High volumes of credit requests are costly to a company due to the number of employees needed to process paperwork, customer service time spent relaying credit information, and riskier credit portfolios due to out-of-date views on customers’ ability to pay. High volumes of requests can be due to either new customer credit applications coming in or through requests generated from credit holds or order blocks. Delays in the approval of credit for both types of requests can lead to unhappy customers and lost sales.
Most companies respond to increased volume of credit requests through workforce increases or lower standards for credit risk evaluation. The former is costly to the enterprise due to payroll increases and costs associated with the onboarding and training of new employees. The latter is costly to the enterprise in the form of a riskier credit portfolio. The core reason a high volume of credit requests is costly to the enterprise centers on the numerous manual processes included in the credit approval process. These processes are filled with manual, paper-centric tasks that include faxing, filing, organizing, and searching through stacks of paper.
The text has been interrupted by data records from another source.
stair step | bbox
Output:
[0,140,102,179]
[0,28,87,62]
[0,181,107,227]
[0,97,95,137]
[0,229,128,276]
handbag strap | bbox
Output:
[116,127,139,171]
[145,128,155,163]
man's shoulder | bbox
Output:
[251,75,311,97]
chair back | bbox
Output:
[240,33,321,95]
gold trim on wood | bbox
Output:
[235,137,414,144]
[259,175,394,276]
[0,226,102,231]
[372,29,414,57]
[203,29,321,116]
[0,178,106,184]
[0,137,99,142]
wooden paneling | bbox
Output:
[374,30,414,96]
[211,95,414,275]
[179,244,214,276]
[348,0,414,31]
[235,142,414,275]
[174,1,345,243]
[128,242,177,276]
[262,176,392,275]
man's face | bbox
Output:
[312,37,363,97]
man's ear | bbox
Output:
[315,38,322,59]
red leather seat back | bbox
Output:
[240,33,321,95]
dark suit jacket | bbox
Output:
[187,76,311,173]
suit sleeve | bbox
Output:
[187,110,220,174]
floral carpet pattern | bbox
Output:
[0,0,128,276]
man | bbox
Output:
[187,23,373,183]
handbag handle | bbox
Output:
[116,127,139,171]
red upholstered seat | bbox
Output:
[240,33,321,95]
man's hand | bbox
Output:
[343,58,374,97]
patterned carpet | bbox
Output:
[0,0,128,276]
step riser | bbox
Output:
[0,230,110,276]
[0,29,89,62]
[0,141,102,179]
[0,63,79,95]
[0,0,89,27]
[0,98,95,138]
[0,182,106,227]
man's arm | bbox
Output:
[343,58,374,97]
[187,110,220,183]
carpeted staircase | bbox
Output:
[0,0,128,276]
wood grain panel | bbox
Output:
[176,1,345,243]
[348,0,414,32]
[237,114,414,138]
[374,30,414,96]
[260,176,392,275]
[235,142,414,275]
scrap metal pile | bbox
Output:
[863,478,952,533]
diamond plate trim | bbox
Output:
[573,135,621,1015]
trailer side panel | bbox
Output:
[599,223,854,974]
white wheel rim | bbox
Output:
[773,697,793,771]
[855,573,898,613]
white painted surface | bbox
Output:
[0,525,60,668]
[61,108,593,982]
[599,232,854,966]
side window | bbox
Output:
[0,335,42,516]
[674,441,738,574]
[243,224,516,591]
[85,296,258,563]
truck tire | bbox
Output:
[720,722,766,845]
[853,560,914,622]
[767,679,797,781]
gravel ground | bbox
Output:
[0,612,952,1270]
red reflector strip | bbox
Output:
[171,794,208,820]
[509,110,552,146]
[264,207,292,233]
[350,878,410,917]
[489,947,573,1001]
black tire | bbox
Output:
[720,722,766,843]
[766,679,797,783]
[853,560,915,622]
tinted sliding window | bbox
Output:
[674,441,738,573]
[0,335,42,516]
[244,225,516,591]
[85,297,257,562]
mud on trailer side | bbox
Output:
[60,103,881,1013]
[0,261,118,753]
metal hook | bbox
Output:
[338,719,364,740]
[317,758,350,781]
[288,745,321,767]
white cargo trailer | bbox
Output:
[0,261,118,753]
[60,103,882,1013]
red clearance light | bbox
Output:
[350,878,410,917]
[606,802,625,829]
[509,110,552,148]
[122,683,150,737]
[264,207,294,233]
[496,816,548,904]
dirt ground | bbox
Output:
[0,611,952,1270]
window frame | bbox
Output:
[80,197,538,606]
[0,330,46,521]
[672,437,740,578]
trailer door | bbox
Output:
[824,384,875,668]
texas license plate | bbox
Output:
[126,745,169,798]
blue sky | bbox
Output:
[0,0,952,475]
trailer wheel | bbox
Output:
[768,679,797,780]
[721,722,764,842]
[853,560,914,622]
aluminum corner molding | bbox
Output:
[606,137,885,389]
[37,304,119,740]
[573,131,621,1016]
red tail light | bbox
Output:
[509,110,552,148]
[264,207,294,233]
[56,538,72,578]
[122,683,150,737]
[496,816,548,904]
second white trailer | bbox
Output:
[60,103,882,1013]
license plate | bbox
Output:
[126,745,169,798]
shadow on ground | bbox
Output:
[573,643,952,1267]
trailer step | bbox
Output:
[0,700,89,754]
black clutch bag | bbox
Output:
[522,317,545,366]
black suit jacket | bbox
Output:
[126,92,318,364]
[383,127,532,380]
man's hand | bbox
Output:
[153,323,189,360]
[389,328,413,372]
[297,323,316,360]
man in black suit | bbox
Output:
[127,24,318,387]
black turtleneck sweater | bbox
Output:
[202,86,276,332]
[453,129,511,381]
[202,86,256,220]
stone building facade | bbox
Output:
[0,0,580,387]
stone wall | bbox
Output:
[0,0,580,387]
The following diagram segments credit requests between High/Low Value and High/Low Volume for a total of four different segments. A Low Value request poses little risk to the credit portfolio due to the desired credit terms and credit limits. A High Value request poses a greater risk to the credit portfolio due to the amount of credit the customer is requesting. Both value and volume can be subjective based on business or industry factors.
In each of the four segments, the manual processes can be automated and digitized through an electronic system. Documents required for credit requests, such as Trade/Bank references, credit bureau reports, and financial statements, are automatically requested from their specific sources. Information is received and stored electronically for quick and easy access. Follow-ups, notifications, and reminders can be automated using a rule-based workflow.
Low Value credit request decisions are automated based on quantifiable and repetitive everyday credit decision rules applied in the credit department. Automation of these types of requests poses little risk to the organization due to the negligible effect each request has on the overall credit portfolio due to the small size of the request or the strong payment record of the customer. Automation of High Value credit requests presents challenges due to the high amount of risk posed to the portfolio by the customer in question. In these situations, it is best to adopt a risk segmented approach that utilizes both an automated and manual approval strategy. Based on risk classification of the request a decision is either automated or sent to a credit manager for manual approval.
Looking at the chart, the need for automation, of both process and decision, is most greatly felt in the Low Value/High Volume segment. The high volume creates significant back office costs that can be eliminated through automation. The low risk posed by a Low Value credit decision allows for the easy automation of the actual decision, based on predefined criteria.
The Bectran Instant Decision Manager(IDM) accomplishes the automation of both process and decision. Users segment their customer base by risk and apply appropriate credit assessment and data requirement rules for automatic approval for new customer credit applications and credit limit increase requests from existing customers. Credit requests that meet the specified criteria are automatically approved or declined based on the IDM process rules. Utilizing preset, user-defined criteria IDM automatically collects data from the required sources, scores the data based on a custom scoring model, and then produces a credit decision instantly. IDM greatly benefits credit departments subjected to high costs generated from Low Value/High Volume credit requests. IDM reduces paper usage, makes customers happy due to instant credit decisions, and frees employees to work on higher value tasks.